Category: AI LLMs Agents

Difficulty: Easy

#123 Why This Is the Decade of Agents (Not the Year) 🧠🚀

We keep hearing that this is “the year of AI agents.” I don’t buy it. If you look a bit closer at where we actually are, it feels much more honest to say: this will be the decade of agents. They’re already useful and impressive—but they’re also obviously incomplete. In this post I’ll unpack why, what’s missing, how we got here, and what it means if you’re building with (or around) agents today. 🧠🤖

Year vs. Decade: Why the timeline matters

“Year of agents” is a vibes-based statement. It’s like calling 2007 “the year of smartphones” because the first iPhone shipped.

You could say that. But if you’d tried to run your entire business, social life, creativity, and payments on a 2007-era mobile stack, you’d be in tears.

That’s roughly where we are with agents:

They’re real and already useful.
They’re nowhere near the end state implied by “this is the year”.
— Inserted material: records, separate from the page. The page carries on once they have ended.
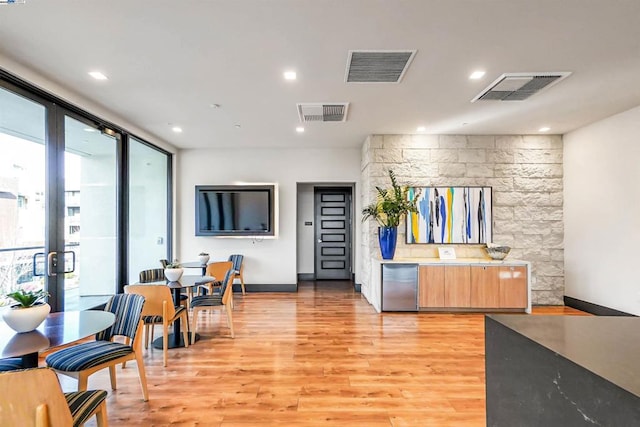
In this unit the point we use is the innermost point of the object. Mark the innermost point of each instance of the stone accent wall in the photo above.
(525, 173)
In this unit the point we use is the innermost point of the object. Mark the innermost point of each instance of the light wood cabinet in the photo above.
(513, 287)
(431, 286)
(473, 287)
(457, 286)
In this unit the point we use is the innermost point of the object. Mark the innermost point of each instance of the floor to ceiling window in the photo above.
(66, 223)
(22, 191)
(148, 202)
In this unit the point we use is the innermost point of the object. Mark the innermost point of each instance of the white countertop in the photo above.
(452, 261)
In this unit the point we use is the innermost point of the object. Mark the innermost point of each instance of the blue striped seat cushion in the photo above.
(83, 403)
(84, 356)
(206, 300)
(10, 364)
(158, 319)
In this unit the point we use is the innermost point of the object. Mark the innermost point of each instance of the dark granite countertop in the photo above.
(608, 346)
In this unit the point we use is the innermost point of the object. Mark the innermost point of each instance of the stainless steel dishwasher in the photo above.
(399, 287)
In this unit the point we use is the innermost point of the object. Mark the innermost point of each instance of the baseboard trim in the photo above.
(278, 287)
(592, 308)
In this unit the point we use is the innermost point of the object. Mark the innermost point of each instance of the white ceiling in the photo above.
(168, 61)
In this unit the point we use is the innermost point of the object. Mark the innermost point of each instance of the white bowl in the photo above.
(498, 252)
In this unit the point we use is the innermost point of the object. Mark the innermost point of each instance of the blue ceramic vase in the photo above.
(387, 237)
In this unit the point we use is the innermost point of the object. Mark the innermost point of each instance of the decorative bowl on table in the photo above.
(498, 253)
(173, 274)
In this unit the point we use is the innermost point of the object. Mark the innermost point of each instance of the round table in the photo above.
(186, 281)
(58, 329)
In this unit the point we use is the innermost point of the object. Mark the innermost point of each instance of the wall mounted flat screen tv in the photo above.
(235, 210)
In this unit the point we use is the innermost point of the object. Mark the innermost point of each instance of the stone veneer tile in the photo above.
(527, 197)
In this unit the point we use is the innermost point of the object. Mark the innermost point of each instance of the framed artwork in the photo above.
(446, 252)
(450, 215)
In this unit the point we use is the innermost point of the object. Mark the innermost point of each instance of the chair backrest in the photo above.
(28, 392)
(152, 275)
(226, 289)
(219, 269)
(154, 297)
(236, 259)
(127, 309)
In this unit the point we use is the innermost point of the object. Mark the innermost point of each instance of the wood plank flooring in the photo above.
(321, 356)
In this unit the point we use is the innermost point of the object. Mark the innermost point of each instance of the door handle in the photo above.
(52, 263)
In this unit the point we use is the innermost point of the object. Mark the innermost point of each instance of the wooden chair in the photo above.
(238, 266)
(158, 309)
(223, 301)
(82, 360)
(34, 397)
(218, 270)
(11, 364)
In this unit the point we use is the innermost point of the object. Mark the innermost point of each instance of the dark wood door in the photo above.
(333, 233)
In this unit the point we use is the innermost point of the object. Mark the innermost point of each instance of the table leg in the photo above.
(175, 339)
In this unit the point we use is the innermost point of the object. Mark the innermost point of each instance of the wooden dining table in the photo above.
(57, 330)
(186, 281)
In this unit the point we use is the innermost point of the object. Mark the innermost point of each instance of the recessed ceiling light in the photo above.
(97, 75)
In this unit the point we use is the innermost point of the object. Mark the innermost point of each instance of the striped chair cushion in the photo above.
(10, 364)
(158, 319)
(206, 300)
(127, 309)
(87, 355)
(83, 403)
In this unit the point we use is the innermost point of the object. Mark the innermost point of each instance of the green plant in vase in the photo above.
(390, 207)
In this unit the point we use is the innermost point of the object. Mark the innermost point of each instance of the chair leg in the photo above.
(112, 376)
(42, 415)
(194, 319)
(101, 415)
(230, 321)
(82, 381)
(142, 375)
(165, 342)
(185, 330)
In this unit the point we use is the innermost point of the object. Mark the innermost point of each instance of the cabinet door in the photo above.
(431, 289)
(513, 287)
(485, 287)
(457, 286)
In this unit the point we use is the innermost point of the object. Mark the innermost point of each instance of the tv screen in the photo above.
(235, 210)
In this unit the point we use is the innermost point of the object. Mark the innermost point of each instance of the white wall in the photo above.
(602, 212)
(269, 261)
(305, 250)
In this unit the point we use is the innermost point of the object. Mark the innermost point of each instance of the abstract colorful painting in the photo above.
(450, 215)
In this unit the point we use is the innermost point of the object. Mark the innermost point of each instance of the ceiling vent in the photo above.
(378, 66)
(519, 86)
(323, 112)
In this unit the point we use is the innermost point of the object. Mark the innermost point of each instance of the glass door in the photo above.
(23, 224)
(90, 214)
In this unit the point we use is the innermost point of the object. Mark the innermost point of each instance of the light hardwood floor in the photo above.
(318, 357)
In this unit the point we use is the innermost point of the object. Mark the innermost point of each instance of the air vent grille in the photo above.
(325, 112)
(375, 66)
(519, 86)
Ask yourself this simple question:

“Would I hire an AI agent today the way I’d hire a junior employee and give it a real chunk of responsibility?”

For most serious workflows, the honest answer is still no.

The “decade of agents” suggests something much bigger:

Agents with persistent identity and memory
That operate across tools, UIs, and modalities
That learn from experience over weeks/months
That can be trusted with real, irreversible actions
That you can actually put “on the org chart” in some sense

That’s not a quarterly release away. That’s years of engineering and research.

A short history of how we got here

We didn’t start with agents. Roughly, the last ~15 years of modern AI went something like this:

1. Per-task deep learning (the “little islands” era)

Image classifiers
Machine translation systems
Speech recognizers
Each model: one job, trained from scratch

This was like inventing highly specialized little brains. Powerful, but isolated.

2. Early agents in games (the “Atari optimism” era)

Then came deep RL success stories:

Atari agents learning to play dozens of games
Go-playing systems and other game benchmarks

This created a wave of optimism:

“If we can train agents to master games, we’ll just scale that to real life!”

The problem: games are too clean. The world is not a reward-shaped Atari screen. Real tasks are messy, sparse, multi-objective, full of social and legal constraints.

3. LLMs and foundation models (the “representation first” era)

The big unlock was realizing:

You need a huge, general world model before you try to stick an “agent loop” on top.

LLMs are basically:

Massive pattern machines trained on internet-scale data
Next-token predictors that accidentally learned:
- In-context learning
- Rough reasoning
- Tool-use via text APIs
- Basic planning traces

Now we’re bolting agents onto these foundation models:

Tool-calling
Browsing
Code editing
Simple computer use

But in some sense, we tried for agents too early (games, web RL), realized we were missing representation power, and swung back to LLMs.

The 2020s are the decade where those two worlds finally merge properly.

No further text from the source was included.